An attachment of the rotary abrasive material 10 to the rotating tool G is done by inserting the rotating shaft S of the rotating tool G through an inserting hole 25k provided at the center of the rotary abrasive material 10 (in the present embodiment, at the center of a connection member 25) and screwing a lock nut N into the rotating shaft S.

An external appearance of the rotary abrasive material 10 of the present embodiment is what FIGS. 2 and FIGS. 3 show, which is provided by combining two types of members 1 and 2 in the axial direction (direction of the rotation shaft S) into one unit, as shown in FIG. 4. Hereinafter, a description will be given while referring to these members as a first member 1 and a second member 2, respectively.

For the first member 1, as shown in FIG. 4 and FIG. 7, a synthetic resin base plate 11 and a projection portion 12 are provided.
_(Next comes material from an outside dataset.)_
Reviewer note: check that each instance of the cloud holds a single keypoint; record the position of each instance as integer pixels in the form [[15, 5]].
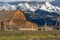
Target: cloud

The base plate 11 in the present embodiment is annular in appearance. In the central part of this base plate 11, a fitting hole 13 to accept a connection member 25 is provided. Here, the connection member 25 to be attached to this fitting hole 13 is attached to the rotating shaft S of the rotating tool G to transmit power from the rotating tool G to the first member 1.

The projection portion 12 as an abrasive sheet installation portion is integrally provided with the base plate 11 in a radical outward direction of the base plate 11, and at one-side surface thereof (the front face, the downward direction in FIG. 4,) an abrasive sheet 14 is adhered.

The section between the projection portions 12 is a space, and this space is an air-introducing portion 15, serving as an abrasive sheet inserting space 15 too. Depending on the usage of the first member 1, this space differently functions as an air-introducing portion 15 and as an abrasive sheet inserting space 15, and the designations are selected depending on its effect in the following.

The abrasive sheet 14 attached to the projection portion 12 is, same as sandpaper, a sheet made of paper, fabric or the like whose one-side face has been coated with abrasive grains such as diamond grains.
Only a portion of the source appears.